Il viaggio sembra essere, dunque, il filo rosso che lega Novara-Vercelli-Milano attraverso la mostra che si sta per concludere (29 febbraio) alla Sala Moroni della Fabbrica Lapidea della Basilica di S. Gaudenzio.
Dei tre Vescovi si ritrova la vita e il mito sui chiari pannelli didattici; si scopre l’origine dello staffile di Ambrogio, si legge delle virtù di esorcista di Gaudenzio e della dirittura morale di Eusebio. Si entra completamente nel trapassato remoto pur rimanendo nel presente grazie al video che propone le immagini dei tre Vescovi raccolte nei luoghi sacri di tanti paesi della Diocesi.
Si rinverdiscono le antiche leggende che nascono sempre da una qualche sottile verità.
E’ il 396 quando Ambrogio, Vescovo di Milano, si reca a Vercelli per dirimere la complessa questione dell’elezione del nuovo vescovo dopo la morte del successore di Eusebio. Poi il viaggio di ritorno a Milano: superata Novara, il cavallo di Ambrogio si rifiuta di proseguire; sta scendendo la sera e Ambrogio decide di fermarsi dall’amico Gaudenzio, non ancora vescovo, stupefatto ed imbarazzato perché non ha nulla da offrire all’illustre ospite, ma il miracolo si compie : le rose invernali sbocciano nel piccolo giardino e il frutteto regala la frutta per la frugale cena. Ambrogio predice a Gaudenzio la prossima investitura che avviene nel 398 quando Ambrogio è già morto, nel rispetto della profezia gaudenziana.

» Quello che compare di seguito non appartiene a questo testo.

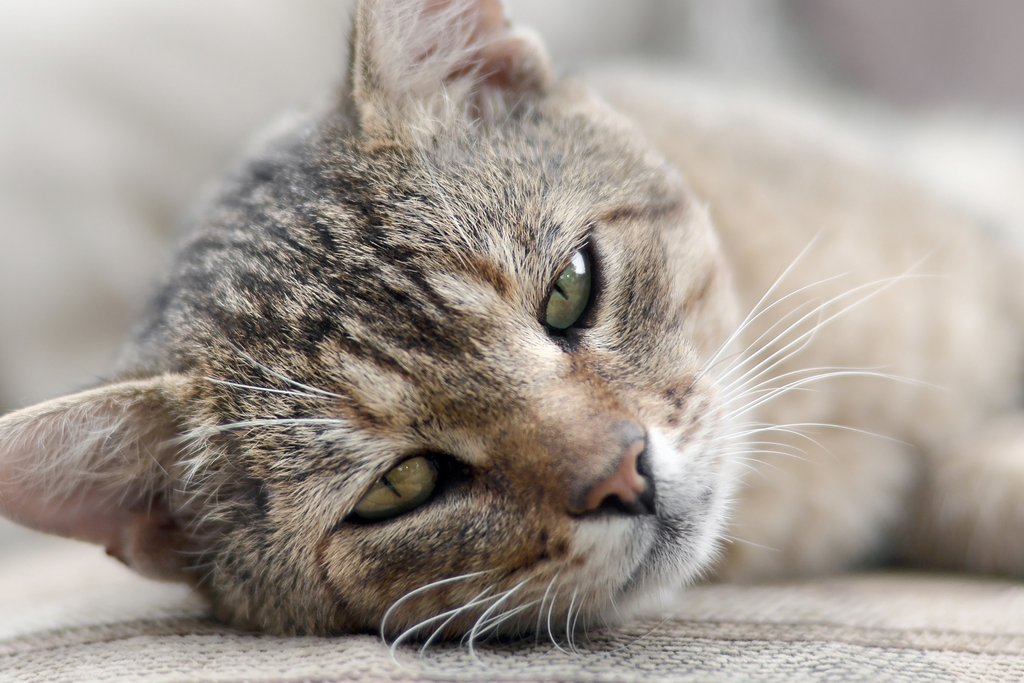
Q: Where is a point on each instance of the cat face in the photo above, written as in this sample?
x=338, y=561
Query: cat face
x=434, y=361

Viaggio nel tempo personale, anche. Ricordi lontani di nebbie intense, di voci ovattate, di odori dolciastri che si srotolano nelle vie, strette intorno alla Basilica.
Di primo mattino i marunat, il cappello ben calcato sul capo, avvolti nei lunghi mantelli neri tappezzavano i muri di via S. Gaudenzio e di via Gaudenzio Ferrari con le file di marroni morbidi e affumicati mentre altre attendevano, sonnolente nelle ceste di vimini. Gli uomini, padri e nonni, confluivano alla Basilica per la cerimonia dei fiori e per acquistare la migliore fila di marroni; figli e nipoti si sottoponevano di buon grado al giogo portandola sulle spalle resistendo al profumo invitante delle castagne. Le madri e le nonne a casa preparavano il pranzo festivo. Nel pomeriggio le famiglie al completo sfilavano ordinate e pazienti verso lo Scurolo per la benedizione di sciarpe, guanti, cappelli; molte persone attendevano il proprio turno per sedersi sullo scranno di pietra le cui virtù taumaturgiche avrebbero protetto dal mal di schiena.
Il tramonto segnava la fine della festa popolare; i marunat sbaraccavano dopo aver decantato ancora una volta la bontà della mercanzia, sperando di riportarne nel Cuneese il meno possibile.
Silenzio. Soltanto la fontanella continua il suo chioccolio.